By 1990 Euroberlin's fleet had expanded to seven Boeing 737-300s. This firmly established it as the third-largest contemporary airline operator at Berlin Tegel, a position previously held by UK independent Dan-Air Services. (Dan-Air had established a base at Berlin Tegel in 1969 and was the airport's third-largest operator during the decade from 1978 until 1988.)

During the 1990/91 winter season, Euroberlin leased a further three 737-300s, two of which were previously operated by Aéromaritime.

Euroberlin quickly made a name for itself in the Berlin air transport market and acquired a loyal customer following as a result of its high-quality in-flight service, which was modelled on Air France's contemporary, short-haul European in-flight service. This, as well as its low cost base, helped make the airline profitable within a relatively short period of time, with an average scheduled load factor of 60%.

Following German [re-]unification on October 3, 1990, Air France reduced its stake in Euroberlin by 1%, while Lufthansa increased its stake by the same amount. This resulted in both airlines becoming equal owners of Euroberlin. It also resulted in Euroberlin dropping the "France" suffix from its name, including its physical removal from the aircraft's fuselage titles.

German [re-]unification moreover changed Euroberlin's strategic role for Lufthansa in the Berlin market. Henceforth, the German flag carrier subcontracted Euroberlin to operate some of its internal German services from Berlin Tegel for a limited period, during which it gradually replaced Euroberlin's aircraft and employees with its own planes and staff. This was part of Lufthansa's contemporary corporate strategy to re-establish its presence in Berlin as quickly as possible after a politically enforced absence of 45 years.
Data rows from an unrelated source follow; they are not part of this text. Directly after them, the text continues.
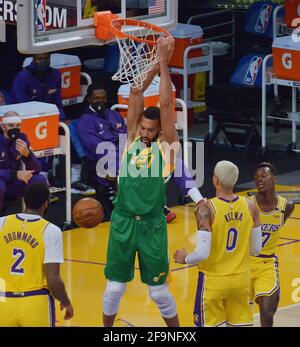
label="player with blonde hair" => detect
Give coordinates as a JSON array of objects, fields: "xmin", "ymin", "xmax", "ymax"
[{"xmin": 174, "ymin": 161, "xmax": 261, "ymax": 327}]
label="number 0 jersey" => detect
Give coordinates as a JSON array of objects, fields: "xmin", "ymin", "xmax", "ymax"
[{"xmin": 198, "ymin": 197, "xmax": 253, "ymax": 276}]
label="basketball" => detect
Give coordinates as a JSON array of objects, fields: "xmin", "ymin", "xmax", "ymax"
[{"xmin": 73, "ymin": 198, "xmax": 104, "ymax": 228}]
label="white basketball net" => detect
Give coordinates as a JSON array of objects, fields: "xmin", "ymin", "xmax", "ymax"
[{"xmin": 112, "ymin": 24, "xmax": 165, "ymax": 89}]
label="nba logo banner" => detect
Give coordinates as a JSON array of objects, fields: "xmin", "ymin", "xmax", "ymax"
[
  {"xmin": 255, "ymin": 5, "xmax": 273, "ymax": 34},
  {"xmin": 35, "ymin": 0, "xmax": 47, "ymax": 32},
  {"xmin": 244, "ymin": 57, "xmax": 263, "ymax": 86}
]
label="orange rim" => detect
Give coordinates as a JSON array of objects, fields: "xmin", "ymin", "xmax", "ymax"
[{"xmin": 111, "ymin": 18, "xmax": 170, "ymax": 46}]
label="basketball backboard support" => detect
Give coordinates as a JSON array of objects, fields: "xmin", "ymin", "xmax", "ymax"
[{"xmin": 17, "ymin": 0, "xmax": 178, "ymax": 54}]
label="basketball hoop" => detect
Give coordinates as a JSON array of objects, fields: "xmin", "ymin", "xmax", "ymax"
[{"xmin": 95, "ymin": 12, "xmax": 170, "ymax": 89}]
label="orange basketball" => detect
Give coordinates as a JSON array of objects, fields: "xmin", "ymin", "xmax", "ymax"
[{"xmin": 73, "ymin": 198, "xmax": 104, "ymax": 228}]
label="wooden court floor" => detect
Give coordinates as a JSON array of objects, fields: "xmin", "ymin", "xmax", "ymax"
[{"xmin": 57, "ymin": 186, "xmax": 300, "ymax": 327}]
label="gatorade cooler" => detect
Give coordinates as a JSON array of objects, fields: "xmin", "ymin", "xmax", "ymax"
[
  {"xmin": 0, "ymin": 101, "xmax": 59, "ymax": 151},
  {"xmin": 273, "ymin": 36, "xmax": 300, "ymax": 81},
  {"xmin": 285, "ymin": 0, "xmax": 300, "ymax": 28},
  {"xmin": 23, "ymin": 53, "xmax": 81, "ymax": 99},
  {"xmin": 169, "ymin": 23, "xmax": 203, "ymax": 68},
  {"xmin": 118, "ymin": 77, "xmax": 176, "ymax": 120}
]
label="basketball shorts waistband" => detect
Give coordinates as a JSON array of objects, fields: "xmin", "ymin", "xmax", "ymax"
[
  {"xmin": 115, "ymin": 208, "xmax": 163, "ymax": 221},
  {"xmin": 255, "ymin": 253, "xmax": 276, "ymax": 258},
  {"xmin": 0, "ymin": 288, "xmax": 50, "ymax": 298}
]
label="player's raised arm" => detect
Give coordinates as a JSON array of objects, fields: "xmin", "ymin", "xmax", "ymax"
[
  {"xmin": 127, "ymin": 64, "xmax": 159, "ymax": 143},
  {"xmin": 284, "ymin": 201, "xmax": 295, "ymax": 223},
  {"xmin": 174, "ymin": 201, "xmax": 213, "ymax": 264}
]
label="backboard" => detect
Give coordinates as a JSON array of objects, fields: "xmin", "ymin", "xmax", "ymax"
[{"xmin": 17, "ymin": 0, "xmax": 178, "ymax": 54}]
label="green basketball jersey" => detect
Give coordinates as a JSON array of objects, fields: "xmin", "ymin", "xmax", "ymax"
[{"xmin": 114, "ymin": 138, "xmax": 166, "ymax": 216}]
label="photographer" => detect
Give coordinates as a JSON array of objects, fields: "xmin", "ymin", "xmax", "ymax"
[{"xmin": 0, "ymin": 111, "xmax": 47, "ymax": 215}]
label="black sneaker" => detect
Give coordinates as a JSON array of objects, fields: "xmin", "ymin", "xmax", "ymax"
[{"xmin": 71, "ymin": 181, "xmax": 96, "ymax": 196}]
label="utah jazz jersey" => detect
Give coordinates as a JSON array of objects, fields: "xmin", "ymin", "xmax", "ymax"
[
  {"xmin": 114, "ymin": 138, "xmax": 170, "ymax": 216},
  {"xmin": 251, "ymin": 195, "xmax": 287, "ymax": 255},
  {"xmin": 0, "ymin": 215, "xmax": 49, "ymax": 292},
  {"xmin": 199, "ymin": 197, "xmax": 253, "ymax": 276}
]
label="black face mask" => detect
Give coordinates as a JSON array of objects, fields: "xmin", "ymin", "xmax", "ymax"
[
  {"xmin": 35, "ymin": 60, "xmax": 50, "ymax": 75},
  {"xmin": 91, "ymin": 101, "xmax": 106, "ymax": 116},
  {"xmin": 7, "ymin": 128, "xmax": 21, "ymax": 140}
]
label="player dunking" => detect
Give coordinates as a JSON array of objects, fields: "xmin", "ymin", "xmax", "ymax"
[
  {"xmin": 0, "ymin": 183, "xmax": 73, "ymax": 327},
  {"xmin": 250, "ymin": 163, "xmax": 294, "ymax": 327},
  {"xmin": 174, "ymin": 161, "xmax": 261, "ymax": 327},
  {"xmin": 103, "ymin": 37, "xmax": 179, "ymax": 326}
]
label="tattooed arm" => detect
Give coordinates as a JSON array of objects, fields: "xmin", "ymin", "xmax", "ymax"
[
  {"xmin": 195, "ymin": 200, "xmax": 213, "ymax": 231},
  {"xmin": 174, "ymin": 201, "xmax": 213, "ymax": 264}
]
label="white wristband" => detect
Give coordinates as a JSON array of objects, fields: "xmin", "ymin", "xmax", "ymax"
[{"xmin": 185, "ymin": 230, "xmax": 212, "ymax": 264}]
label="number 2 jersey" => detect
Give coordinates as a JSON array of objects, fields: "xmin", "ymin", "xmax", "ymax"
[
  {"xmin": 198, "ymin": 197, "xmax": 254, "ymax": 285},
  {"xmin": 0, "ymin": 214, "xmax": 63, "ymax": 292}
]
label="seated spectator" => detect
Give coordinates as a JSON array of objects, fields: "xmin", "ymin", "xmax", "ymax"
[
  {"xmin": 9, "ymin": 53, "xmax": 66, "ymax": 120},
  {"xmin": 9, "ymin": 53, "xmax": 96, "ymax": 197},
  {"xmin": 77, "ymin": 83, "xmax": 127, "ymax": 217},
  {"xmin": 0, "ymin": 111, "xmax": 47, "ymax": 215}
]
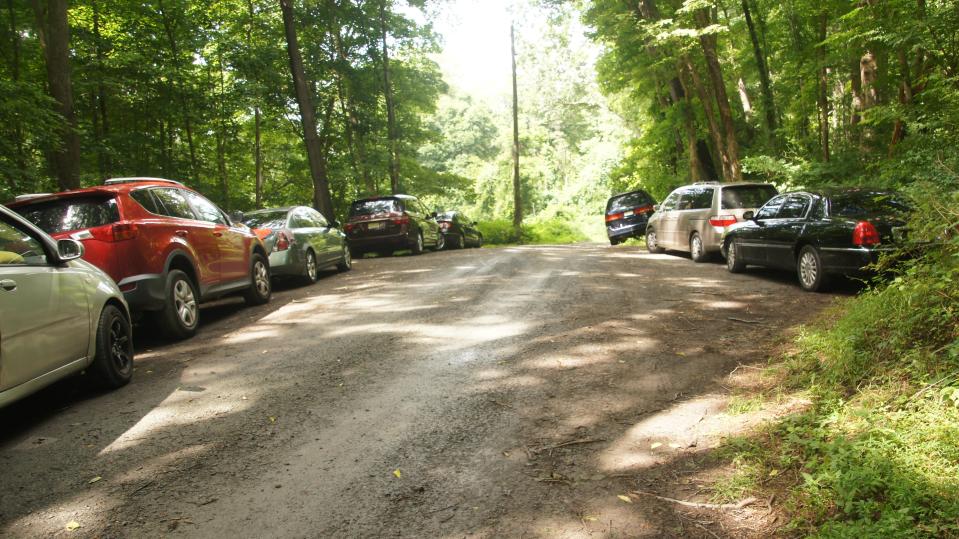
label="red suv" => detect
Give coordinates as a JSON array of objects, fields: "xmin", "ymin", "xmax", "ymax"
[{"xmin": 9, "ymin": 178, "xmax": 272, "ymax": 339}]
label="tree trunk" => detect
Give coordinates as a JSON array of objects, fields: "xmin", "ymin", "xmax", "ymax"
[
  {"xmin": 380, "ymin": 0, "xmax": 400, "ymax": 195},
  {"xmin": 816, "ymin": 12, "xmax": 830, "ymax": 161},
  {"xmin": 742, "ymin": 0, "xmax": 777, "ymax": 140},
  {"xmin": 694, "ymin": 9, "xmax": 743, "ymax": 181},
  {"xmin": 280, "ymin": 0, "xmax": 334, "ymax": 220},
  {"xmin": 33, "ymin": 0, "xmax": 80, "ymax": 191},
  {"xmin": 509, "ymin": 25, "xmax": 523, "ymax": 230}
]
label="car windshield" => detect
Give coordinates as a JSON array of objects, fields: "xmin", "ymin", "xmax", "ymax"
[
  {"xmin": 350, "ymin": 198, "xmax": 403, "ymax": 217},
  {"xmin": 14, "ymin": 197, "xmax": 120, "ymax": 234},
  {"xmin": 829, "ymin": 191, "xmax": 909, "ymax": 219},
  {"xmin": 606, "ymin": 191, "xmax": 653, "ymax": 213},
  {"xmin": 243, "ymin": 211, "xmax": 286, "ymax": 228},
  {"xmin": 723, "ymin": 185, "xmax": 779, "ymax": 210}
]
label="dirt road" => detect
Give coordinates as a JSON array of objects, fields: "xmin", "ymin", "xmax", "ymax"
[{"xmin": 0, "ymin": 245, "xmax": 832, "ymax": 538}]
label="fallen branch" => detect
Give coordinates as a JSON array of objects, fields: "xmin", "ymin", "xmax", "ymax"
[{"xmin": 630, "ymin": 490, "xmax": 759, "ymax": 509}]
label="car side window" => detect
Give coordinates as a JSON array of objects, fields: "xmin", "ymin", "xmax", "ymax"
[
  {"xmin": 756, "ymin": 195, "xmax": 786, "ymax": 219},
  {"xmin": 659, "ymin": 191, "xmax": 681, "ymax": 211},
  {"xmin": 153, "ymin": 189, "xmax": 196, "ymax": 220},
  {"xmin": 0, "ymin": 221, "xmax": 50, "ymax": 267},
  {"xmin": 777, "ymin": 195, "xmax": 809, "ymax": 219}
]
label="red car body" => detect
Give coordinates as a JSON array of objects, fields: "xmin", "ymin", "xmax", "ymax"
[{"xmin": 8, "ymin": 178, "xmax": 267, "ymax": 311}]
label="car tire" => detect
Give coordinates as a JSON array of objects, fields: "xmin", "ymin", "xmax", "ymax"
[
  {"xmin": 302, "ymin": 249, "xmax": 320, "ymax": 285},
  {"xmin": 726, "ymin": 238, "xmax": 746, "ymax": 273},
  {"xmin": 796, "ymin": 245, "xmax": 829, "ymax": 292},
  {"xmin": 689, "ymin": 232, "xmax": 709, "ymax": 262},
  {"xmin": 646, "ymin": 228, "xmax": 666, "ymax": 255},
  {"xmin": 243, "ymin": 253, "xmax": 273, "ymax": 305},
  {"xmin": 336, "ymin": 247, "xmax": 353, "ymax": 271},
  {"xmin": 89, "ymin": 305, "xmax": 133, "ymax": 389},
  {"xmin": 155, "ymin": 269, "xmax": 200, "ymax": 340},
  {"xmin": 410, "ymin": 232, "xmax": 423, "ymax": 255}
]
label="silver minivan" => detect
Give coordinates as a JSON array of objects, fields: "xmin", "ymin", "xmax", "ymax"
[{"xmin": 646, "ymin": 182, "xmax": 778, "ymax": 262}]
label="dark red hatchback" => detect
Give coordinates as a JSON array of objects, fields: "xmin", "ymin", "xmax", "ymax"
[{"xmin": 8, "ymin": 178, "xmax": 272, "ymax": 338}]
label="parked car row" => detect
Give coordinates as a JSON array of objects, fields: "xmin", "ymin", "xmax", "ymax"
[{"xmin": 606, "ymin": 182, "xmax": 909, "ymax": 291}]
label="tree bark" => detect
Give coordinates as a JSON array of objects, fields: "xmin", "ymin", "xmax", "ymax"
[
  {"xmin": 380, "ymin": 0, "xmax": 400, "ymax": 195},
  {"xmin": 280, "ymin": 0, "xmax": 334, "ymax": 220},
  {"xmin": 33, "ymin": 0, "xmax": 80, "ymax": 191},
  {"xmin": 694, "ymin": 9, "xmax": 743, "ymax": 181}
]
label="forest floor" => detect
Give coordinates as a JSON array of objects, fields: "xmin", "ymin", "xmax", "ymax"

As a consequence of Lufthansa's new strategy for the Berlin market, Euroberlin's aircraft fleet and employee strength gradually diminished.

Euroberlin was finally shut down in December 1994, resulting in the return of its remaining three 737-300s to Monarch Airlines.

==Fleet==
Euroberlin operated a single aircraft type fleet built around the Boeing 737-300 throughout its entire existence. All aircraft operated were subleased from Monarch Airlines, which in turn had leased the aircraft from external lessors. From the start of the 1989 summer season, a fifth Boeing 737-300 was leased from Monarch Airlines.

By 1990, the Euroberlin fleet comprised seven Boeing 737-300s, all of which were leased from Monarch. Euroberlin's fleet eventually grew to a total of ten aircraft, following the introduction of an additional three 737-300s during the 1990/'91 winter season.